Sunday, June 7, 2009

Do You Know Me?

Do you know me?
Have we met?
Probably not, but I'm sure you have seen many others just like me.

Trust me there are tons of us out there but for some reason we seem invisible to the world. You know who I mean. It's ok to talk about it. It's ok to notice us. I know we aren't invisible even though that is what it feels like a lot. I am that overweight person that you happen to notice but try not to stare at. The one you watch at the food store, to see what we are buying, the one you watch at the fast food restaurant and observe what we are eating. We all do it, trust me, I'm overweight and I too do it. I see a heavy person and wonder ''why are they fat'', or say she/he is nice looking, too bad they are overweight. I watch what others are buying/eating. I compare myself to fat people wondering is that what I look like.

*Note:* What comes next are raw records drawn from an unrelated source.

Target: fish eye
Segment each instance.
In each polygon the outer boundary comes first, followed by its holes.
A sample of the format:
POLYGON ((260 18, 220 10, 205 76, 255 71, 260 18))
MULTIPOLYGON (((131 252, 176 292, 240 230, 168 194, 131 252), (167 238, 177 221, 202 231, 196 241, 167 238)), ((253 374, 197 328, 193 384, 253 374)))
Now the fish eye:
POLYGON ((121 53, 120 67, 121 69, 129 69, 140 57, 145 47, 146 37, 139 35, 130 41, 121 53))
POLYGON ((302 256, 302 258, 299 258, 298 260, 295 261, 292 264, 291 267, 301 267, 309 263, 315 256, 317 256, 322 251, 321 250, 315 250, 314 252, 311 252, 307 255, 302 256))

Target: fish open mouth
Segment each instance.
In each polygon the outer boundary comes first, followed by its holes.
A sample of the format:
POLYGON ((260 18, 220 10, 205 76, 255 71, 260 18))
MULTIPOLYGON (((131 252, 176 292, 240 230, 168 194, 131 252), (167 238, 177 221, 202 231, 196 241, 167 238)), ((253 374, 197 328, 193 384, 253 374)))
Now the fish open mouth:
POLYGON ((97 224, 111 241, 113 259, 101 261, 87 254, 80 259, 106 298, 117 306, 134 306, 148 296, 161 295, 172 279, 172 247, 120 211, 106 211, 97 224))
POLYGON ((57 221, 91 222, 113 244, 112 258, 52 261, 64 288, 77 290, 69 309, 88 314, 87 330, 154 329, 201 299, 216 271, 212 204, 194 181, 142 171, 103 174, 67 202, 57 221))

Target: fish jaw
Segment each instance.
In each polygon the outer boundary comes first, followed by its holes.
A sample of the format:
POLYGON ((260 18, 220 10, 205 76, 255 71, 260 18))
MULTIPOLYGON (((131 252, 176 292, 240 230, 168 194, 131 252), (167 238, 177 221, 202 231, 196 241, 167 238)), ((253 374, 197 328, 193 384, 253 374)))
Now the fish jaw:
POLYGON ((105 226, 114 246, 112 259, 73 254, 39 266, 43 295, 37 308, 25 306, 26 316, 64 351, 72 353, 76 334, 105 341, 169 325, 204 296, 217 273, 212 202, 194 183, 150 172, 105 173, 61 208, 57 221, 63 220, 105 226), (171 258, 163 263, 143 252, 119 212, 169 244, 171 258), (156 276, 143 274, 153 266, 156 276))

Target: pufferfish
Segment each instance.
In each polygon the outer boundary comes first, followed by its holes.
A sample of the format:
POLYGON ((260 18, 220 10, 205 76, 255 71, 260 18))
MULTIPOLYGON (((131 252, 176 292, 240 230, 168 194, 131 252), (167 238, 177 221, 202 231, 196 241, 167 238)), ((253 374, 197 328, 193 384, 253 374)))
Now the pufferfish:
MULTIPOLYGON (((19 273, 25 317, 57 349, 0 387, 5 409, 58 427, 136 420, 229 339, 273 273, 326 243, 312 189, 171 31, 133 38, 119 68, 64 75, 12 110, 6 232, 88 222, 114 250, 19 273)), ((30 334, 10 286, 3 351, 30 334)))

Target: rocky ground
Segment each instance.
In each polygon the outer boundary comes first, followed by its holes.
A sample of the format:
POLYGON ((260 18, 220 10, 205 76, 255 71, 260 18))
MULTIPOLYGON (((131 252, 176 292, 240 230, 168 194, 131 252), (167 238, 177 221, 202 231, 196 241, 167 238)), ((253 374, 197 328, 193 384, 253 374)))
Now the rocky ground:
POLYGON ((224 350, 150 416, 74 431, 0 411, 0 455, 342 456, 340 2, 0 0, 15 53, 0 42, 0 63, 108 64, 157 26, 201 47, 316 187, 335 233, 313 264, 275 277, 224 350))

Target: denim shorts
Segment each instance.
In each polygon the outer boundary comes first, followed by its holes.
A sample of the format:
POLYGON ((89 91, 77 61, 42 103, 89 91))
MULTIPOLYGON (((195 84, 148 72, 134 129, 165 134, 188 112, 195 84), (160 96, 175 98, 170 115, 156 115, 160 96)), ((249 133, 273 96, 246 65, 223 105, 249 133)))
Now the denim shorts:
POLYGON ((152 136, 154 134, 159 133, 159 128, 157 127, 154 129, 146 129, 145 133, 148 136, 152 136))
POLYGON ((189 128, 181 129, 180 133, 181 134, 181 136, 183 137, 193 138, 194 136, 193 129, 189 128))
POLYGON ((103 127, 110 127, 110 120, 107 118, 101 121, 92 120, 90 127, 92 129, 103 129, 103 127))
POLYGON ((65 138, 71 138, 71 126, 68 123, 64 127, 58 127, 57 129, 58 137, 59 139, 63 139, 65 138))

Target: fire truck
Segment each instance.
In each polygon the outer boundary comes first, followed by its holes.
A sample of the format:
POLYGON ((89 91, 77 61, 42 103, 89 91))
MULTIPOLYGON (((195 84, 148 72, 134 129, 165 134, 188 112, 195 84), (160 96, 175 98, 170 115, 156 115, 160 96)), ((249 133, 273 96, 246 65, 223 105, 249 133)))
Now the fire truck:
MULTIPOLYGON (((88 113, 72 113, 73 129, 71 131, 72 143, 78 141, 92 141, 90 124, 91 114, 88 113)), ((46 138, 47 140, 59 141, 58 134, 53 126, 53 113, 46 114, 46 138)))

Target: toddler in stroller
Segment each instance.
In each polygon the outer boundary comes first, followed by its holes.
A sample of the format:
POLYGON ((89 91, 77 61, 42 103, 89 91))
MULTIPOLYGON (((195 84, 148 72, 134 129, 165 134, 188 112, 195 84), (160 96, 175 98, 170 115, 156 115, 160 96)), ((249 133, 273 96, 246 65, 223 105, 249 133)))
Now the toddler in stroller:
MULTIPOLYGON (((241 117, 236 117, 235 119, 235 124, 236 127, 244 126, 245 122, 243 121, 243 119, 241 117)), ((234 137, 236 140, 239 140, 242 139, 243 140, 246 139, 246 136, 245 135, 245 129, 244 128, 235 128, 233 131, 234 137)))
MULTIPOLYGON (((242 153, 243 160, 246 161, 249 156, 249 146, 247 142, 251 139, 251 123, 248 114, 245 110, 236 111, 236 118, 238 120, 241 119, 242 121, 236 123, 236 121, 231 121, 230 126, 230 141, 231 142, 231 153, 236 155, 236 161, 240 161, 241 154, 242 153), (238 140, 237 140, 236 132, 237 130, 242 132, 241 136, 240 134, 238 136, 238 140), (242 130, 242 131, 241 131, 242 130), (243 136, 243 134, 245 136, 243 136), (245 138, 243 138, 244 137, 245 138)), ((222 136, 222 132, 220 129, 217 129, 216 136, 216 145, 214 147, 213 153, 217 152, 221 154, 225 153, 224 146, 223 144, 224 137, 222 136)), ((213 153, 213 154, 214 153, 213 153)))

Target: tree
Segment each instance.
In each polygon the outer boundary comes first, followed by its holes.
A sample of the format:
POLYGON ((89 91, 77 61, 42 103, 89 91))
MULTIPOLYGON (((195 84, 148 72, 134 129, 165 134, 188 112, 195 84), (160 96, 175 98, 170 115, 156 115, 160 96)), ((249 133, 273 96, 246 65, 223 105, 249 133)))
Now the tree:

I'm not afraid to talk about being fat anymore. I'm not in denial anymore. I know what it is to be fat. I have been fat for half of my life now. Wow, its really amazing to think that half my life I have been living ''invisible'' to the world. You are probably thinking to yourself - ''Hello lady, you weren't invisible, Yoohoo, we can see you, how could we miss you!'' But, inside I was. The person that I am. I'm not talking weight, I'm talking about me as an individual. You know, the girl under the fat. Yes, there really is someone under this fat suit who is just like you.

I know what its like to be skinny, was skinny growing up, skinny when I had my child and skinny after losing over 100 pounds 3 years ago. I know how different life is for a skinny person.

I'm not skinny anymore though, hence, the Before, After, Before title. I've gone through the circle of dieting. I'm not even a Yo-Yo dieter, I'm a circle. I always start back where I began, but not this time cause I'm breaking the circle and going to make it a straight line to Forever!

It's going to be hard, it's going to seem impossible at times for me. I'm fighting my age, pre-menopause, and a few other thinks that will complicate it but not stop me. I want to enjoy life. I want to find my life.

I'm going to use this blog to moan, laugh, encourage, promote, and find myself again as I face the biggest challenge in my life.

Join me, follow me, taunt me, encourage me, every word will be read, and every word will help me achieve this goal of mine.